Reel Underground
by Jon Reinsch

The Celebration

Someone has died, and a gloomy young Dane returns from abroad to confront his dysfunctional family. He uses a big get-together to make his grievances known. Are we seeing another version of Hamlet? No, it's Thomas Vinterberg's new film The Celebration. Vinterberg is a founding member of a collective of Danish cinematic wildmen called "Dogme 95." These directors regard with disdain much of the technology in contemporary filmmaking. In response, they have taken a "vow of chastity", whereby they swear to adhere to a hand-held camera and natural lighting and sound. This primitivism sounds a little pretentious, so it's surprising that the results are so absorbing. This is a film to make you stare in open-mouthed amazement at the screen.

The "celebration" of the title is the 60th birthday party of the family patriarch. There are many guests, but we spend most of our time with three very different siblings. The tragic absence of their sister detracts from the festive character of the occasion. This mix of emotions leads to some extremely bizarre behavior.

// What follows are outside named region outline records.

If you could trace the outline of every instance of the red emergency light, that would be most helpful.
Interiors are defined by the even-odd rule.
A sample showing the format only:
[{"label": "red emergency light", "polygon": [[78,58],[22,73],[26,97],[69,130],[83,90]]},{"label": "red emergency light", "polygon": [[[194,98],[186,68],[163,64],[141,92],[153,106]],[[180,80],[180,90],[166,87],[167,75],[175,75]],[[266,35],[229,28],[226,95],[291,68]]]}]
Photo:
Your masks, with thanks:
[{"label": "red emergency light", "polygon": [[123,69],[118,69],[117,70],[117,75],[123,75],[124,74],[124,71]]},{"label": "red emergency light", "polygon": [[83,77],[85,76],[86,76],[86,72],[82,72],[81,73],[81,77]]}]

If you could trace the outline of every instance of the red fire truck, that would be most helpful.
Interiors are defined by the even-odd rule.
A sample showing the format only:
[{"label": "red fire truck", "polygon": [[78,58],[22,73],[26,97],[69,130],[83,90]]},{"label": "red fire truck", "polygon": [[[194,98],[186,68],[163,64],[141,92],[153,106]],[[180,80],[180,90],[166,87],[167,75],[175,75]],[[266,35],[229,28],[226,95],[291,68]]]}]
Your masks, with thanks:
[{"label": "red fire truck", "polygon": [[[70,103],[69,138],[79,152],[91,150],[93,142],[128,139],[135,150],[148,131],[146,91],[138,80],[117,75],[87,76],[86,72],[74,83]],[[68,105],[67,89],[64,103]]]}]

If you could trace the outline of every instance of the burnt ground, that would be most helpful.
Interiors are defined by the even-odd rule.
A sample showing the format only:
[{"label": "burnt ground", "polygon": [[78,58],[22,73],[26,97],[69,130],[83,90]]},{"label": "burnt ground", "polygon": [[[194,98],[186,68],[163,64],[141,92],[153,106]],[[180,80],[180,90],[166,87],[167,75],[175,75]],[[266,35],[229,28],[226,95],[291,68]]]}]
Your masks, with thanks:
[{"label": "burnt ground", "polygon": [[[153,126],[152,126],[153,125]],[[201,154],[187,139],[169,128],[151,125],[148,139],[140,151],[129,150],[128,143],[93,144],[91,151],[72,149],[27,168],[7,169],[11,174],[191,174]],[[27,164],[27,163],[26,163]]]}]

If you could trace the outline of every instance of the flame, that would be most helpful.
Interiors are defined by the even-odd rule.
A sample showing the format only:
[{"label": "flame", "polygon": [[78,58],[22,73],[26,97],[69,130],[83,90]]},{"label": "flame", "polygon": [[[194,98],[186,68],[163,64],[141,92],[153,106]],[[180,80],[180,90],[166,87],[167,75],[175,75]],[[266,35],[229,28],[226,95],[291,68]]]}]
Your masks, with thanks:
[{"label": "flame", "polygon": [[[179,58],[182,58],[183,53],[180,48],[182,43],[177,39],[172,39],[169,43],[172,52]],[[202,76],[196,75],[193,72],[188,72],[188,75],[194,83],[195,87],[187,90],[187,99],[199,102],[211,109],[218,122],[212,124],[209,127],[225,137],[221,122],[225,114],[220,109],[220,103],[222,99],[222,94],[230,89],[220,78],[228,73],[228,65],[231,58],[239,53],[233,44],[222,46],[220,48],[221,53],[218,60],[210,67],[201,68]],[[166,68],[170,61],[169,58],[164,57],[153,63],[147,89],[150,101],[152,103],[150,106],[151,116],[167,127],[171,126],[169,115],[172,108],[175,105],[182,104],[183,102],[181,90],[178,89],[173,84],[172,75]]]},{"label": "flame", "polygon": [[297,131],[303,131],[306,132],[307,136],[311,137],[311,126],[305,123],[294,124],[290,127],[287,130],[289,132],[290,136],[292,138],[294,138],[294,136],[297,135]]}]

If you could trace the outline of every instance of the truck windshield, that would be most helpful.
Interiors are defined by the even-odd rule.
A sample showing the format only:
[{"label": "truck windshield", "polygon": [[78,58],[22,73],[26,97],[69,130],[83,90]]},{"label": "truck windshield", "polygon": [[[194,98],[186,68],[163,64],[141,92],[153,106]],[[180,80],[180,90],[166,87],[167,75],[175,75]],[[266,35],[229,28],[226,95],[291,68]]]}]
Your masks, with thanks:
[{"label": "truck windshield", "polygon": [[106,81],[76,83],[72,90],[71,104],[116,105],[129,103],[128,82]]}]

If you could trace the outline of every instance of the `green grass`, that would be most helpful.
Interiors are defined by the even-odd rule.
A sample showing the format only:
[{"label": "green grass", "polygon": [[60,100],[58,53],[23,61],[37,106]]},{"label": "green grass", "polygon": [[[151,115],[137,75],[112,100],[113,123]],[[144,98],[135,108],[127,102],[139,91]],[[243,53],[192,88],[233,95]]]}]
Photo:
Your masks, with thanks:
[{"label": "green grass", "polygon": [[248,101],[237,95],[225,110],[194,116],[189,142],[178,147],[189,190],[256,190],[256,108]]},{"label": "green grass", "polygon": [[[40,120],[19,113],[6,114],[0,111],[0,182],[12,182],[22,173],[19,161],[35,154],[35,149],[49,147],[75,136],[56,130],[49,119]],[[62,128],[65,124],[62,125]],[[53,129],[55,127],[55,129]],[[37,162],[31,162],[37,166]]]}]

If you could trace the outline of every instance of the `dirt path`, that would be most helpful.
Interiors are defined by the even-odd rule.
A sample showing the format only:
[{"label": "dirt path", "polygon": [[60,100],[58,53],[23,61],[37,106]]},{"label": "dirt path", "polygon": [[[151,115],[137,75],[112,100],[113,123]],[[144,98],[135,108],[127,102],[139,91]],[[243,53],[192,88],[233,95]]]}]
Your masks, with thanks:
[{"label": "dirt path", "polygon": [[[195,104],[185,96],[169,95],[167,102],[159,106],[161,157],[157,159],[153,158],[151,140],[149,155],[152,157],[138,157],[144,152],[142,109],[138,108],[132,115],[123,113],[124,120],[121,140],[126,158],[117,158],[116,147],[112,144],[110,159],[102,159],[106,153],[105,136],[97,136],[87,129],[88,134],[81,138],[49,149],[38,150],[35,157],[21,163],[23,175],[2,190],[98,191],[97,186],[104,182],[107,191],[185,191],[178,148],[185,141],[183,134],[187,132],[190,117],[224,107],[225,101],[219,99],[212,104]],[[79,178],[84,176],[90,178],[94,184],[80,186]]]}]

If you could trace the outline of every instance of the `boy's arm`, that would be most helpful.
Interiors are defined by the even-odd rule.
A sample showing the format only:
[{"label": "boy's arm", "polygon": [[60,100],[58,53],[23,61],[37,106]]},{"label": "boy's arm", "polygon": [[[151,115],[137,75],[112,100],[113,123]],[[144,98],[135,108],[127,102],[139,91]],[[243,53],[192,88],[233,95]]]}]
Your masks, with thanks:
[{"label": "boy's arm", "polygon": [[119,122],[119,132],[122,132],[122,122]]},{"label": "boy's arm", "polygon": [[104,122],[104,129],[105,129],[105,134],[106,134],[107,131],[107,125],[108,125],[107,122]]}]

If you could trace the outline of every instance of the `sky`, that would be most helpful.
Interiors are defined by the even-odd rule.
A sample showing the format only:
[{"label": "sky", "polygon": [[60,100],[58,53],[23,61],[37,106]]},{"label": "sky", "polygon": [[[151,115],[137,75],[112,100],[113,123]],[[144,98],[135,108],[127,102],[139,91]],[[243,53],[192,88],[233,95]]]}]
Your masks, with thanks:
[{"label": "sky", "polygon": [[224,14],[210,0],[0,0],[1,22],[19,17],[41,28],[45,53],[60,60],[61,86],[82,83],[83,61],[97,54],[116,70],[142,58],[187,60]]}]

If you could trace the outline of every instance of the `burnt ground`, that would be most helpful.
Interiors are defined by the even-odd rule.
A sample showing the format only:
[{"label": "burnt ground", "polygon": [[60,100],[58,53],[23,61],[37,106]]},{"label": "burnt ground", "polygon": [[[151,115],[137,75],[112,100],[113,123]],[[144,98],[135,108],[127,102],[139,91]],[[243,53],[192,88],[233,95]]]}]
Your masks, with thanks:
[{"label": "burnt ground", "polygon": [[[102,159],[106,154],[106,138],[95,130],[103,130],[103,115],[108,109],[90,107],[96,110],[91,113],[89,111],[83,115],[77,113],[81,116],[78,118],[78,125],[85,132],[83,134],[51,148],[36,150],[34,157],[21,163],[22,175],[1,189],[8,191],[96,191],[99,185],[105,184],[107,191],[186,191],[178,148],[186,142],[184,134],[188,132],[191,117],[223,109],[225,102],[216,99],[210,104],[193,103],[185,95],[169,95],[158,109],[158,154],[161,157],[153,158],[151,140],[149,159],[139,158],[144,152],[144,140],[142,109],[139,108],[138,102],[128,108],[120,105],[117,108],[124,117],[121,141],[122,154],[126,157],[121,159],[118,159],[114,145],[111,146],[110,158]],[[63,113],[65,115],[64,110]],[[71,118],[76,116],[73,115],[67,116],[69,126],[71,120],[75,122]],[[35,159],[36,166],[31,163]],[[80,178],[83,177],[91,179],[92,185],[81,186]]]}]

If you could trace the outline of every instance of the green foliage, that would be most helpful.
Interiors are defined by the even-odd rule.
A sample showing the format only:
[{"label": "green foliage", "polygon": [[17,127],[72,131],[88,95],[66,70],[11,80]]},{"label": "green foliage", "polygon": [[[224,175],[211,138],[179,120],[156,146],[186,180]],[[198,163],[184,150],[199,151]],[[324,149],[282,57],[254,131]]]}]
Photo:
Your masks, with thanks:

There's an extraordinary sequence in which the action alternates between three different scenes taking place simultaneously in different parts of the house, as the newly arrived guests settle into their surroundings. Each scene involves two people, searching for something. There are jarring cuts from explosive action to dreamy quiescence, and vice versa.

The hand-held camera serves to keep the viewer constantly disoriented. This film stands at a certain distance from its characters, sometimes literally looking down at them. Vinterberg has a dark, biting, sense of humor. He seems to share some of the obsessions of fellow "Dogme 95" adherent Lars von Trier (Breaking the Waves, The Kingdom), such as the supernatural, fraternal societies, and smug authoritarians getting their comeuppance.

When the dark secret is revealed for the first time, and the assembled guests sit paralyzed, their reaction is echoed in the theater. It's a deeply uncomfortable moment, like no other in recent memory. From that point onward, whenever someone rises and strikes a spoon against a glass to get the banqueters' attention, you stiffen in anticipation of another shock.

The Celebration is not the only recent film to mine the subject of dysfunctional families. If you're an actor, given your first chance to direct, where do you go for source material? Judging from Buffalo 66 and Nil by Mouth, you need look no further than your own family, taking the opportunity to exorcise the demons of your childhood. While you're at it, film a scene in your boyhood home, or dub in a recording of one of your parents singing a song. This is the audacious approach of both Vincent Gallo (Buffalo 66) and Gary Oldman (Nil by Mouth). While Gallo's effort has received plenty of well-deserved exposure, Oldman's (now available on video) has not.

Nil by Mouth is an undeniably challenging experience, especially for an American audience. Like Trainspotting, it's one of those films that would benefit from subtitles, even though the language spoken is nominally English. A more serious challenge is the film's bleakness. Oldman apparently grew up in an environment in which alcohol-intensified brutality was a constant occurrence. He creates a vision of South London as nightmarish as Scorsese's New York. This is a world from which the only escape - other than drugs - is symbolic, as when a child releases a balloon with her name on it.

Oldman first focuses attention on Billy, a junky who arouses empathy by his clueless suffering at the hands of psychotic predators. Then we move on to Valerie, wife of the ferociously abusive Ray. But in the final analysis it is Ray himself around whom the film revolves.

In marked contrast to Ray's behavior is that of several generations of women. In one case, a mother's love goes as far as driving her addicted son to get a fix. On the one hand, the tenacity these women show in the midst of despair is moving. At the same time, their tolerance of the monstrous Ray is almost as disturbing as the monster himself.

As in The Celebration, Oldman's cinematographer employs a hand-held camera throughout. Here, however, it is as if we are watching a documentary - one that brings us all too close to the characters. Together with the utterly convincing performances, this creates the impression that when the camera stops rolling, these people just go on tormenting each other.

The only false note is, unfortunately, the most optimistic one. When a character suddenly develops a tender, sensitive side, it seems to come out of nowhere. Still, without such a gesture toward hope, the preceding terrors would have been pointless. Miracles are the stuff of cinema. That Oldman fails to convince us is no disgrace; it would have taken an Ingmar Bergman to pull if off.